An entangled bank
To celebrate Earth Day tomorrow, here is the last paragraph of Charles Darwin's On the Origin of Species--a scientist who wrote like a novelist
It is interesting to contemplate an entangled bank, clothed with many plants of many kinds, with birds singing on the bushes, with various insects flitting about, and with worms crawling through the damp earth, and to reflect that these elaborately constructed forms, so different from each other, and dependent on each other in so complex a manner, have all been produced by laws acting around us. These laws, taken in the largest sense, being Growth with Reproduction; Inheritance which is almost implied by reproduction; Variability from the indirect and direct action of the external conditions of life, and from use and disuse; a Ratio of Increase so high as to lead to a Struggle for Life, and as a consequence to Natural Selection, entailing Divergence of Character and the Extinction of less-improved forms. Thus, from the war of nature, from famine and death, the most exalted object which we are capable of conceiving, namely, the production of the higher animals, directly follows. There is grandeur in this view of life, with its several powers, having been originally breathed into a few forms or into one; and that, whilst this planet has gone cycling on according to the fixed law of gravity, from so simple a beginning endless forms most beautiful and most wonderful have been, and are being, evolved.

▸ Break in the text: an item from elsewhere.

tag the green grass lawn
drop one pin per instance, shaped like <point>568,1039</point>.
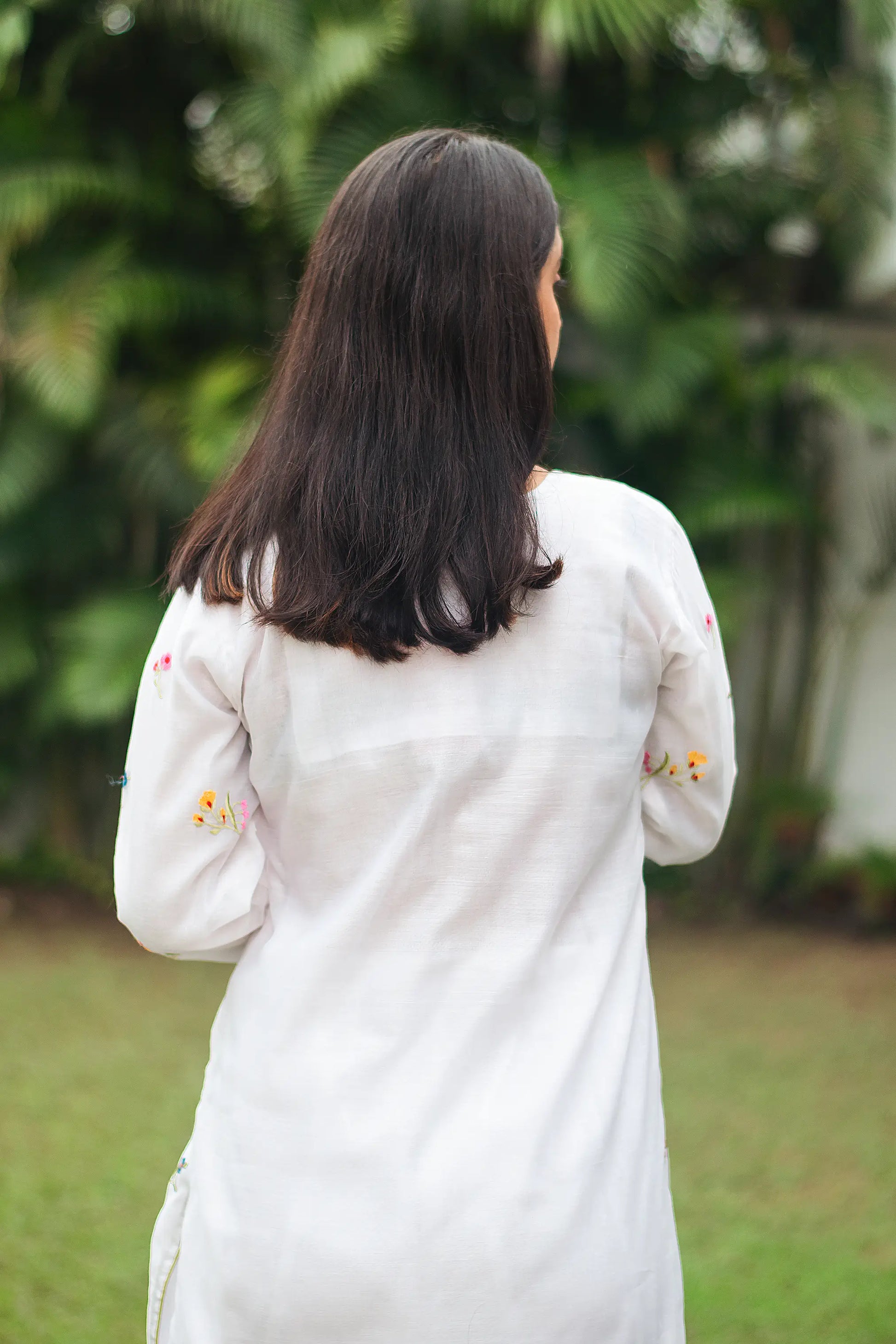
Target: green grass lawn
<point>781,1096</point>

What we love about this passage…
We love the way in which Darwin moves from the microscopic to the cosmic in the space of a few sentences. He starts with a close-up of an ‘entangled bank’, asking us to picture the many life forms that inhabit this little patch of ‘damp earth,’ and winds up envisioning the planet and earth’s ‘endless forms’ spinning on into the universe and throughout time. He gives us both meanings of ‘earth’ at the same time: the earth beneath our feet (or in a river bank), and the Earth that is our planet, our home.
Most of all, it’s his narrative voice that stands out—it’s as if we’re being taught science by George Eliot (who was, along with Thomas Hardy, one of the writers most deeply influenced by Darwin). We love the tone of wonder, something Darwin never loses no matter how technical and detailed he gets; there is always the sense of awe and enchantment at the workings of nature.

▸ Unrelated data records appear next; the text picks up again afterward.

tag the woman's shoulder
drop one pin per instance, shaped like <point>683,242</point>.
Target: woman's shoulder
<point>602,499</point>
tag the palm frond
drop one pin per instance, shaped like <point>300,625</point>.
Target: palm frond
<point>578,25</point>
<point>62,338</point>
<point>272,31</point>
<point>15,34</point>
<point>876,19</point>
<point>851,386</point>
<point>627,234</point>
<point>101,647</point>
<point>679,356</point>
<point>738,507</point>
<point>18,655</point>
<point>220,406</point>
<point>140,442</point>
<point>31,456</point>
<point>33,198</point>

This was the final paragraph as it appeared in the very first edition of the book, and it caused a furore because Darwin made no mention of how the various beings got created, simply saying that life was ‘breathed into’ a few forms. Such was the outrage over his omission of any kind of divine hand that Darwin reluctantly agreed to add the word ‘Creator’ to subsequent editions, so that it read ‘breathed by their Creator.’
About the Author
Charles Darwin (1809-82) was an English naturalist and co-developer (with Alfred Russel Wallace, working in parallel and coming to the same conclusions) of the theory of evolution by Natural Selection. They jointly made their findings public in 1858 and Darwin published On the Origin of Species the following year. He also wrote many other books including The Expression of the Emotions in Man and Animals and The Descent of Man, in the 1870s. He died on 19 April 1882 and was buried in Westminster Abbey.
To read alongside…
Other great reads for Earth Day include the poems of Thomas Hardy, in particular the late poem ‘Afterwards’ (1917) which movingly ponders the significance of observing nature in all its forms, whether a hawk in flight or a hedgehog that ‘travels furtively over the lawn’. Hardy wonders if he is doing enough by indulging his love of such observation of nature, and asks how he will be remembered; 'will the neighbours say ‘He strove that such innocent creatures should come to no harm,/
But he could do little for them; and now he is gone’?
If, when hearing that I have been stilled at last, they stand at the door, Watching the full-starred heavens that winter sees, Will this thought rise on those who will meet my face no more, "He was one who had an eye for such mysteries"?